Nvidia isn't just making waves with its raytracing hardware, it's making a splash in the supercomputing space as well. The company's Tesla V100 GPUs now power the world's two fastest supercomputers as ranked on the Top500 list, with both spots occupied by the United States.
The US had already claimed the top spot previously with the US Department of Energy's Summit at Oak Ridge National Laboratory. It's even faster now, offering 143.5 petaflops of performance in Linpack.
As with Summit, the DoE's Sierra Supercomputer at Lawrence Livermore National Lab added more than 20 petaflops to its Linpack total, bringing it up to 94.6 petaflops. That was enough to move up from third place and steal the number two spot from China, though China still has more systems in the Top500 list overall (227 to the US's 109).
And if that's not enough, Nvidia's own SaturnV isn't even submitted to the Top500 list, but based on core specs it should place in the top five. And that's assuming Nvidia hasn't added nodes to the supercomputer. Our GPU editor Jarred at least thinks there's a real chance Nvidia might stealthily own the top spot with its in-house project.

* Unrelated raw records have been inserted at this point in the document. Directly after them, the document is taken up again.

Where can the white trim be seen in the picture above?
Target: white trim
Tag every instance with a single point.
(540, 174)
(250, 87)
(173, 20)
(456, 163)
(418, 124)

Nvidia founder and CEO Jensen Huang used the achievement to once again declare the death of Moore's Law, which is a not-so-veiled shot at Intel.
"This is a breakout year for Nvidia in the world of supercomputing," Huang said. "With the end of Moore’s law, a new HPC market has emerged, fueled by new AI and machine learning workloads. These rely as never before on our high-performance, highly efficient GPU platform to provide the power required to address the most challenging problems in science and society."
Nvidia has reason to be excited about the direction supercomputers have gone. In the past year, it has seen a 48 percent increase in the number of supercomputers using its GPU accelerators—it now powers 127 of the top 500 systems. And if narrowing the list to the "greenest" supercomputers, Nvidia's GPUs are found in 22 of the top 25 systems in the Green500 list.
"At least some of the company’s momentum can be attributed to the fact the V100 can accelerate both traditional 64-bit HPC simulations, as well as machine learning/deep learning (ML/DL) algorithms—the latter using the lower precision capabilities of the GPU’s Tensor Cores. While this might have seemed like an odd pairing a year or two ago, it turns out more and more HPC users are inserting ML/DL into their workflows. Once again, Nvidia was ahead of the curve, much to the chagrin of its competition – AMD, Intel, et al," Top500 noted.
This doesn't mean much for gaming, at least not directly. However, it's not without some crossover. Nvidia has been porting its AI and machine learning efforts to the consumer side, with its Turing GPU architecture featuring Tensor Cores as well. We also have to wonder how many Turing GPUs have been shipped to non-gaming sectors, including potentially ML/DL supercomputers. That might explain the somewhat limited availability of RTX 2080 Ti cards at least.